Exercise is for everyone but not every exercise is for everyone. After you’ve found a movement that you enjoy or want to stick with, make sure it suits you and your body. We’re all built differently so your squat, stride or double somersault pike won’t look like that of the person next to you. Leave your ego at home and modify the range of motion, intensity, movement or duration to ensure you’re progressing steadily and not causing injury.

Finding a program/trainer/exercise specialist.

We underestimate the confidence required to exercise, especially when it’s new to us! Don’t be afraid to ask for help, treat yourself like an athlete, like exercise is important to you, and find a professional to support you. If you’re unsure how to work around a health condition or injury, speak to an Exercise Physiologist and if not, have a chat with a personal trainer (read Exercise & Personal Trainers for help on finding the right one for you).

When To Stop – Red Flags2:

Stop exercising immediately and seek medical help if you experience:

  • Chest pain or symptoms that indicate a heart attack: pain in the neck or jaw, pain travelling down the arm or between the shoulder blades.
  • Sudden onset of severe breathlessness.
  • Sudden onset rapid or irregular heartbeat.
  • Feeling faint or like you might collapse.

There are exceptions to these red flags but unless you’ve consulted your GP, Accredited Exercise Physiologist or specialist, the safest option is to stop exercising and seek medical help.

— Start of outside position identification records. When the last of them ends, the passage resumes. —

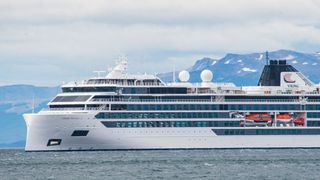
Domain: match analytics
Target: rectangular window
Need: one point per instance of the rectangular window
(80, 133)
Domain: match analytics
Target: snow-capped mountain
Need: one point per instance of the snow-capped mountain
(245, 69)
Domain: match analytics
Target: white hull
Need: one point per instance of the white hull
(42, 127)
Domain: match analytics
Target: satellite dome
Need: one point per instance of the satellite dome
(206, 75)
(184, 76)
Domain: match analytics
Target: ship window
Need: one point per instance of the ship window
(54, 142)
(80, 133)
(70, 98)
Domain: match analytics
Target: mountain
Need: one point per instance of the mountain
(16, 100)
(245, 69)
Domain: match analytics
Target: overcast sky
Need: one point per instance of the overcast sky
(48, 42)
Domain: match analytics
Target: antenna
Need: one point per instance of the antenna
(99, 73)
(174, 74)
(33, 104)
(267, 57)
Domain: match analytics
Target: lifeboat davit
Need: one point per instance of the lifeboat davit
(299, 121)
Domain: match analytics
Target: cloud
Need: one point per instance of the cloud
(52, 41)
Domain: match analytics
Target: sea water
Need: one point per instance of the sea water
(162, 164)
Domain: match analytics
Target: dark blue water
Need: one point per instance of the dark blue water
(173, 164)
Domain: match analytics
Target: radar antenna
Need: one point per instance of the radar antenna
(99, 73)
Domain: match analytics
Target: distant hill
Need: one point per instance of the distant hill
(245, 69)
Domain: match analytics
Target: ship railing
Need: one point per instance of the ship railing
(62, 109)
(151, 100)
(201, 100)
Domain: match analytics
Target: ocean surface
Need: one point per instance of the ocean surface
(162, 164)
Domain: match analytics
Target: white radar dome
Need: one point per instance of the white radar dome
(184, 76)
(206, 75)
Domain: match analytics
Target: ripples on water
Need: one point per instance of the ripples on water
(164, 164)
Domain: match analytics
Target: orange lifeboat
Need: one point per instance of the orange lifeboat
(284, 117)
(259, 117)
(299, 122)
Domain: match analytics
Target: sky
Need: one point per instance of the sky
(48, 42)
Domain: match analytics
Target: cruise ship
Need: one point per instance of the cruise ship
(121, 111)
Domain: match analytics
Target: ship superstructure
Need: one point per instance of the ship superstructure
(122, 111)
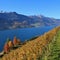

If you have a health condition or a barrier to exercising, speak to your doctor about seeing an Exercise Physiologist. They may be able to refer you, with a ‘GP Management Plan’8, to be eligible for Medicare rebates. To find an Accredited Exercise Physiologist or exercise provider that suits your needs – visit the Do More Movement Directory https://do-more.live/activities

Disclaimer: The information and opinions expressed in this article are my own and not the advice of a local health district or governing body. Information has been collected from reputable sources at the time of writing. Always seek the guidance of your doctor with any questions regarding your own health or medical condition.


1.        Australian Bureau of Statistics. https://www.abs.gov.au/statistics/health/health-conditions-and-risks. Published 2022. Accessed December 9, 2023.

2.        Physical Activity Australia. https://www.physicalactivityaustralia.org.au/wp-content/uploads/2016/09/Pre-Exercise-Screening-Form.pdf. Accessed December 9, 2023.

3.        AusActive, ESSA, Sports Medicine Australia. Adult Pre-Exercise Screening. https://ausactive.org.au/policies-guidelines/adult-pre-exercise-screening-system/. Published 2019. Accessed December 9, 2023.

4.        T. Skou PT PHD S, Klarlund Pedersen MD DMSc B, Haxby Abbott DPT PhD FNZCP J, Patterson PT B, Barton PT PhD C. Physical Activity and Exercise Therapy Benefit More Than Just Symptoms and Impairments in People With Hip and Knee Osteoarthritis. J Orthop Sport Phys Ther. 2018;48(6).

5.        Kraus VB, Sprow K, Powell KE, et al. Effects of Physical Activity in Knee and Hip Osteoarthritis: A Systematic  Umbrella Review. Med Sci Sports Exerc. 2019;51(6):1324-1339. doi:10.1249/MSS.0000000000001944

6.        Smoliga JM, Mohseni ZS, Berwager JD, Hegedus EJ. Common causes of dyspnoea in athletes: a practical approach for diagnosis and  management. Breathe (Sheffield, England). 2016;12(2):e22-37. doi:10.1183/20734735.006416

7.        National Institute of Aging. Finding the Right Fitness Shoes and Clothes.

8.        Services NSW. Chronic disease GP Management Plans and Team Care Arrangements.